There are rules for this kind of words: male: singular -er ; plural -er/ female: singular -erin; plural -erinnen. Therefore, "Die Arbeitgeberin bezalen" is not grammatically correct. If you want to say the female employers are paying, it would be "Die Arbeitgeberinnen bazahlen"
Eve-Lass (I assume the name is a typo and not just gratuitous vulgarity) is either not quite right or overly pedantic, or some combination of the two.
"Zahlen" as a verb (a usage more clearly indicated by not capitalizing) means "to pay" (See Wiktionary), although "die Zahlen" does in fact mean "numbers" or "numeral" or "figure".
Confusingly, if one were to use numbers, i.e., to count, then we would say "Sie zählen." (Note the umlaut.)

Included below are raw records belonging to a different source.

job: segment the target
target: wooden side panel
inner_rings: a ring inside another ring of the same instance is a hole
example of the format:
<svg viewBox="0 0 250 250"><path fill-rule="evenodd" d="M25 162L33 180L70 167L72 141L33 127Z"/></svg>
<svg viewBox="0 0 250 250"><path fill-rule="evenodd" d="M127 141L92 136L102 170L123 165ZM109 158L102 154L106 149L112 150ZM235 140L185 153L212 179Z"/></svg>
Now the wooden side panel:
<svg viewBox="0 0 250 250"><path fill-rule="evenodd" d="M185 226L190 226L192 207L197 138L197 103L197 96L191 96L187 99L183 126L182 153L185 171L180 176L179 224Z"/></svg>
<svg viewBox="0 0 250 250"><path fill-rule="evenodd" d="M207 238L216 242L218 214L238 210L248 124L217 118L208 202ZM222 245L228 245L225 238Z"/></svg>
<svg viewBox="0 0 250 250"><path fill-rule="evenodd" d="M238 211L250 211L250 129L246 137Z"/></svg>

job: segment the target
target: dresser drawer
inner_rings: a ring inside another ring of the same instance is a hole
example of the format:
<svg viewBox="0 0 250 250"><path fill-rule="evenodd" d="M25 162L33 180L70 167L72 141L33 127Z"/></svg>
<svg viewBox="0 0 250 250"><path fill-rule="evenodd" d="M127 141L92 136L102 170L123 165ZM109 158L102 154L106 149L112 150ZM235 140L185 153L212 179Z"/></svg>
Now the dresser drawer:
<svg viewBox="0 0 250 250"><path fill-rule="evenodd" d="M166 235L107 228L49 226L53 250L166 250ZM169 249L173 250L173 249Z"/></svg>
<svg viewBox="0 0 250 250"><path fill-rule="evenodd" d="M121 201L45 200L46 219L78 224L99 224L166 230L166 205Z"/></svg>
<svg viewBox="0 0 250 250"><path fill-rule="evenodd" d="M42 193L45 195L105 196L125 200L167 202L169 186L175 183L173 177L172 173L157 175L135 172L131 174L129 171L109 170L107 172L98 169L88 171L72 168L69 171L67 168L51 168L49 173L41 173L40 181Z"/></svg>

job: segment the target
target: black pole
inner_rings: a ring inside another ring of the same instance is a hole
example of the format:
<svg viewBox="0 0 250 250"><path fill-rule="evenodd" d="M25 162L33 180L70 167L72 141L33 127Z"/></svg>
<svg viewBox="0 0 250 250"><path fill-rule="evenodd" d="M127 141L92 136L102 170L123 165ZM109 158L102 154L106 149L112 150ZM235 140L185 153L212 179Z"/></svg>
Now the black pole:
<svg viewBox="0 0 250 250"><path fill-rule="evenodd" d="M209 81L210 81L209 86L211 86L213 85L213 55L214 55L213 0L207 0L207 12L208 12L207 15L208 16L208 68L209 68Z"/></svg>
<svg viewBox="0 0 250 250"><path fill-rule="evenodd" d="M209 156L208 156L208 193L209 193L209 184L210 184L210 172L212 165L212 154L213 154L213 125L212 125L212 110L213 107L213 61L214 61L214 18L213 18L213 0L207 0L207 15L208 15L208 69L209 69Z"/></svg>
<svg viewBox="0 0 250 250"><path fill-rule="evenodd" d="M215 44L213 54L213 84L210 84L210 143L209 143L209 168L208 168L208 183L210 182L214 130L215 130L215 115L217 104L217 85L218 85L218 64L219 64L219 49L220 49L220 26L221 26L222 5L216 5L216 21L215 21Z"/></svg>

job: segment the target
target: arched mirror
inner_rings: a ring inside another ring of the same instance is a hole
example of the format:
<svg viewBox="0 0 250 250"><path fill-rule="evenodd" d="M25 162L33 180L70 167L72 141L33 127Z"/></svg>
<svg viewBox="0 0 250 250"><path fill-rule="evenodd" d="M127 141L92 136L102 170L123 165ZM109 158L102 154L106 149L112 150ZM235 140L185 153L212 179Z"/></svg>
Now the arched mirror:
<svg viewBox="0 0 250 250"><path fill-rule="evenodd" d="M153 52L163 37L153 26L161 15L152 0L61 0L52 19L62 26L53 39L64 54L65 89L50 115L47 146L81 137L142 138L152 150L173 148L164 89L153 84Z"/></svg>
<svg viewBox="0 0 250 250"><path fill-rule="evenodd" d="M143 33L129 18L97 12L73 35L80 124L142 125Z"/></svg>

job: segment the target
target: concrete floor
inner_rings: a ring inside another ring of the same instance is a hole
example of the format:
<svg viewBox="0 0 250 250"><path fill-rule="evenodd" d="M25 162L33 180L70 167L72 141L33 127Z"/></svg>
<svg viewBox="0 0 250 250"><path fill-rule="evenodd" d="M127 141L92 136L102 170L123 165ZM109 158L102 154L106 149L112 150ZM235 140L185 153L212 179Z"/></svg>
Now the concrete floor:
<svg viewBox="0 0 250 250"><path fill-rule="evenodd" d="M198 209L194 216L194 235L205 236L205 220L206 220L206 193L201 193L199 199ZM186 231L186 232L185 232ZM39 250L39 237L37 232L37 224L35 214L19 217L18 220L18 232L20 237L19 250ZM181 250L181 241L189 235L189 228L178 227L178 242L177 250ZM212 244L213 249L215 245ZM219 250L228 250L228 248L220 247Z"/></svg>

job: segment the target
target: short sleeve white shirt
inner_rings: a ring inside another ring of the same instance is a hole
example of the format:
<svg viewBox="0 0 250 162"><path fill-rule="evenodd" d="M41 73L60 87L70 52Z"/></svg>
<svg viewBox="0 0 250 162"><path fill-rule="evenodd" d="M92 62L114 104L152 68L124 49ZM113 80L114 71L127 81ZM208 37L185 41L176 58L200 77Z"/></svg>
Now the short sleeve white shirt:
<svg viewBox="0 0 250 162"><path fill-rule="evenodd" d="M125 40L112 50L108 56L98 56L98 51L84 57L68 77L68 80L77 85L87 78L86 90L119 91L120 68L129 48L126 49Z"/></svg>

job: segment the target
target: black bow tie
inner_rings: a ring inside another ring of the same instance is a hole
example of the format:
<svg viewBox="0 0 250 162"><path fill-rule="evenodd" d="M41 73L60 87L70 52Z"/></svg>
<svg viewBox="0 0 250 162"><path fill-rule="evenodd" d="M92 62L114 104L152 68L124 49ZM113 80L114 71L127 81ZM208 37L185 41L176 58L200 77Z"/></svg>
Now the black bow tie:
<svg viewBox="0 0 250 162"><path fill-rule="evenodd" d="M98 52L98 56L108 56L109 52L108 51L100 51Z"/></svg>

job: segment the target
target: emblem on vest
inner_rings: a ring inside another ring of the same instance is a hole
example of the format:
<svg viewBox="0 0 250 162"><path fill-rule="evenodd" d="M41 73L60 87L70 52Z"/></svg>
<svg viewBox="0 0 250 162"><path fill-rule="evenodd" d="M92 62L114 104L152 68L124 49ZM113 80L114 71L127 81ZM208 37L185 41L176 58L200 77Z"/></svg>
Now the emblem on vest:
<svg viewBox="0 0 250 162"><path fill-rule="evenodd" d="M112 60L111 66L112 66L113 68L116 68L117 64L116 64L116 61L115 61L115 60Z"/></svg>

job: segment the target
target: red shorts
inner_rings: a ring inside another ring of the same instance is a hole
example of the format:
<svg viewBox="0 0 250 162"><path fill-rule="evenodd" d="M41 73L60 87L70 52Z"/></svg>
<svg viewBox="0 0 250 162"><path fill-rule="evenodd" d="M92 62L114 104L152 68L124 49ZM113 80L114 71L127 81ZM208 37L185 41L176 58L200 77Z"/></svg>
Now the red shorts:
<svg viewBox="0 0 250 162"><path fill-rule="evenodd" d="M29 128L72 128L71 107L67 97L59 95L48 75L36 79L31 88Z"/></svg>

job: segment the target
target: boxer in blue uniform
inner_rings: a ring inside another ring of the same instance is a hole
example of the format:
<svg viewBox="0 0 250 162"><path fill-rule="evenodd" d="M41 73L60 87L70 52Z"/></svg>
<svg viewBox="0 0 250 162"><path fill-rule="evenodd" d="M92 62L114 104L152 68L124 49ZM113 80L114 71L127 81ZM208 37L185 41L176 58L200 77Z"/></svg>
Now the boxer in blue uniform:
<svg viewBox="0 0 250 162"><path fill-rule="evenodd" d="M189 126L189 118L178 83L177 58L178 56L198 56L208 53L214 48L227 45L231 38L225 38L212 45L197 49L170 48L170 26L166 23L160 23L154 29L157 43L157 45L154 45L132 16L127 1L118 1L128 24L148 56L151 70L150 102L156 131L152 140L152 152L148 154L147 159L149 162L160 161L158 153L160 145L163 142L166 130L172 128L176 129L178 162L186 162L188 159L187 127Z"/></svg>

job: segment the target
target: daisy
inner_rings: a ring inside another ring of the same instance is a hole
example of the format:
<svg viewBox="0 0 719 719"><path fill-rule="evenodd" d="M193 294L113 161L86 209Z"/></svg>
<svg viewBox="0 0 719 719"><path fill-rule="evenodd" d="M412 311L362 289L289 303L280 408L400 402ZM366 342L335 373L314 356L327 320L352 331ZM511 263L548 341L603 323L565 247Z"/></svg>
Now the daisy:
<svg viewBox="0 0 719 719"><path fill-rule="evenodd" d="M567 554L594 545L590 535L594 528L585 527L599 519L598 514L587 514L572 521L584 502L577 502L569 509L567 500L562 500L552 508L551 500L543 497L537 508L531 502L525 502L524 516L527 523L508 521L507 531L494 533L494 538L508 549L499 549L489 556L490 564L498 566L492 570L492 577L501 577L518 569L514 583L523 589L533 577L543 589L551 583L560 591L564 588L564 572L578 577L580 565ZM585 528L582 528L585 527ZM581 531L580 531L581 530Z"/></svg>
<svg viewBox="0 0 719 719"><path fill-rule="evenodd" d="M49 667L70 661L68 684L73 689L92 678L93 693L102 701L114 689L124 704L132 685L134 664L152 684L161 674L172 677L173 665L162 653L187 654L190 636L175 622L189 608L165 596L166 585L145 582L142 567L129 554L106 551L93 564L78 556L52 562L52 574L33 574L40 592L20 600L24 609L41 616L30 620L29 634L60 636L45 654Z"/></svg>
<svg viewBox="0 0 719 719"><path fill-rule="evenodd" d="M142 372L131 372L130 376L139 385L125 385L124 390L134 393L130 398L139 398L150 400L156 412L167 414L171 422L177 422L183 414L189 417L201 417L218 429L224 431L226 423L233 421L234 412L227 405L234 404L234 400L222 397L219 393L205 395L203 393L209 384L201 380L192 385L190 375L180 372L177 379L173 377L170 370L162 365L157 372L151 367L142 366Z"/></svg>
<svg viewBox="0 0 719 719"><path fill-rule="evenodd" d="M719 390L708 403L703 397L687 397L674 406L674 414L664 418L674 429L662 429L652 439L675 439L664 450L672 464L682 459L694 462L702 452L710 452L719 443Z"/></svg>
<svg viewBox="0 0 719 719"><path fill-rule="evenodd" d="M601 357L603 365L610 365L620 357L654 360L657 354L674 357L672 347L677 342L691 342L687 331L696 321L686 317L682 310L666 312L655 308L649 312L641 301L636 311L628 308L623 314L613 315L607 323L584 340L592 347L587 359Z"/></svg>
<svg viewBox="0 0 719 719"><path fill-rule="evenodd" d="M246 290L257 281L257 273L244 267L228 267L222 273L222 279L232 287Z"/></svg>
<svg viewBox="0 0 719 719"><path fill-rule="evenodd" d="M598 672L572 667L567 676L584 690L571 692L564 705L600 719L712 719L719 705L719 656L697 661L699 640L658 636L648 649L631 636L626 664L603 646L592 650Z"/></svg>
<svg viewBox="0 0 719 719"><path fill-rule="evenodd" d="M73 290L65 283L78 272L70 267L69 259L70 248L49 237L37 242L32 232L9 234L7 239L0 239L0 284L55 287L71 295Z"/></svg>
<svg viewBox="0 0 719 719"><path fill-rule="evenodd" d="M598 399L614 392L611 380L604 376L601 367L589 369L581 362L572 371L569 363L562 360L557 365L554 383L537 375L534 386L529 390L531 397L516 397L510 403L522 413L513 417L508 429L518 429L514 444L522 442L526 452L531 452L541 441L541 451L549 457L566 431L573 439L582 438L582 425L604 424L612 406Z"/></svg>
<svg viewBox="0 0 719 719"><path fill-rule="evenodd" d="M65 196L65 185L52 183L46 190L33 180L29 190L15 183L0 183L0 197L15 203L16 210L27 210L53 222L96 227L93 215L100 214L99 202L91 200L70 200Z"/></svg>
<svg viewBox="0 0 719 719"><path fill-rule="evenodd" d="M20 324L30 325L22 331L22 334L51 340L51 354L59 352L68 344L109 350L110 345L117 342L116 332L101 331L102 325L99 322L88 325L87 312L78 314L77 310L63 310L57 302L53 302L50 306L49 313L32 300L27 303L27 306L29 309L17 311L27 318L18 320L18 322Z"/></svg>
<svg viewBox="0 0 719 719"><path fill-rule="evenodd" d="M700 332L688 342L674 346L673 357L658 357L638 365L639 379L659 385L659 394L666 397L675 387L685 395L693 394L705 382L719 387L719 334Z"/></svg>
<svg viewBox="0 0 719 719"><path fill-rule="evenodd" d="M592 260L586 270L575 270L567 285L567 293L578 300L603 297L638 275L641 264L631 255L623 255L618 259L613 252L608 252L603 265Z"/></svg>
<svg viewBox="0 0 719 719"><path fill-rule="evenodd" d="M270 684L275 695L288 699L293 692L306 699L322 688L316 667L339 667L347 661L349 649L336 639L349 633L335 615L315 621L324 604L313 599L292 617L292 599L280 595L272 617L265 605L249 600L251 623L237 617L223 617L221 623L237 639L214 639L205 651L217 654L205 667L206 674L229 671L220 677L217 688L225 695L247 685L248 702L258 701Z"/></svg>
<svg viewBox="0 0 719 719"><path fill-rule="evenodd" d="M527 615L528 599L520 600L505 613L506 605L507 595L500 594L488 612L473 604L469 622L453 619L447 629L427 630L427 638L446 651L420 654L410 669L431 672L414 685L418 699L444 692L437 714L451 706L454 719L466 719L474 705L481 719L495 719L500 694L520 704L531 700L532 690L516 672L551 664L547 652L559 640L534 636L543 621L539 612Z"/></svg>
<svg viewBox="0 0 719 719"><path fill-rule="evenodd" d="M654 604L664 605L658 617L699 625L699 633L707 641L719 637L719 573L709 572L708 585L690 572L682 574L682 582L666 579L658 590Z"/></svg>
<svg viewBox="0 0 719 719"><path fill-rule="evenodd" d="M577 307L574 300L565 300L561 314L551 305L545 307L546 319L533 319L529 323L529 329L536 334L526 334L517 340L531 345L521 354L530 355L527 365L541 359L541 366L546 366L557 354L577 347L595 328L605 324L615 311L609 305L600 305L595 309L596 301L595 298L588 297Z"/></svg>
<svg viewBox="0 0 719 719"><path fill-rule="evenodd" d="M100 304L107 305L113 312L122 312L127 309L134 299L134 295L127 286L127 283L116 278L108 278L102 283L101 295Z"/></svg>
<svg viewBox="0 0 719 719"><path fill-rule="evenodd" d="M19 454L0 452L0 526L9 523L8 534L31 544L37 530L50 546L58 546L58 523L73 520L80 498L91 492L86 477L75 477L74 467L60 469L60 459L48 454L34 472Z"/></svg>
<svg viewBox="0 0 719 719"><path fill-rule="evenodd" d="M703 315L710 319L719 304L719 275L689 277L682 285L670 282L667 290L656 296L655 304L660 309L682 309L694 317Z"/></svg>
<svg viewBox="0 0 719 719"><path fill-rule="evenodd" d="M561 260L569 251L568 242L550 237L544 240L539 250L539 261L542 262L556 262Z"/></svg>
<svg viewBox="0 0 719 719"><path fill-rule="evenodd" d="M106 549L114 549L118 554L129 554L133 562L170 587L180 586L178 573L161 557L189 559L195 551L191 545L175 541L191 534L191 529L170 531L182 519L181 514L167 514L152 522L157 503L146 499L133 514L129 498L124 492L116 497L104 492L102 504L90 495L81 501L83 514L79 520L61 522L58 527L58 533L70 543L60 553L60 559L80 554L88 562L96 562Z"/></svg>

It may also be helpful to note that "eine Zahl" represents a value, whereas "eine Nummer" is an identifier.
Some examples may help:
- Zahlen : 12 eggs, 3 stooges, 10 commandments, 3.14159265 pies
- Nummern : 221B Baker Street, 867-5309 (for a good time), #99 #10 (Gretzky amp; Pele)
And then there are Ziffern : digits (0-9 in decimal, 0-1 in binary, 0-7 in octal, 0-F in hex, etc)
But to get to the original question--when does one use bezahlen rather than zahlen--I found the following at german.stackexchange.com:
That is a tough one, I find me using it interchangeably. However there seems to be a somewhat directed preference:
I would state it as bezahlen expresses the intent and the process of paying. Whilst zahlen only states the intent.
"Wie möchten Sie zahlen?" / "How would you like to pay?"
"Ich bezahle bar." / "I'll pay cash."
The first sentence inquires the intent. The second sentence signals the intent and the payment immediately after.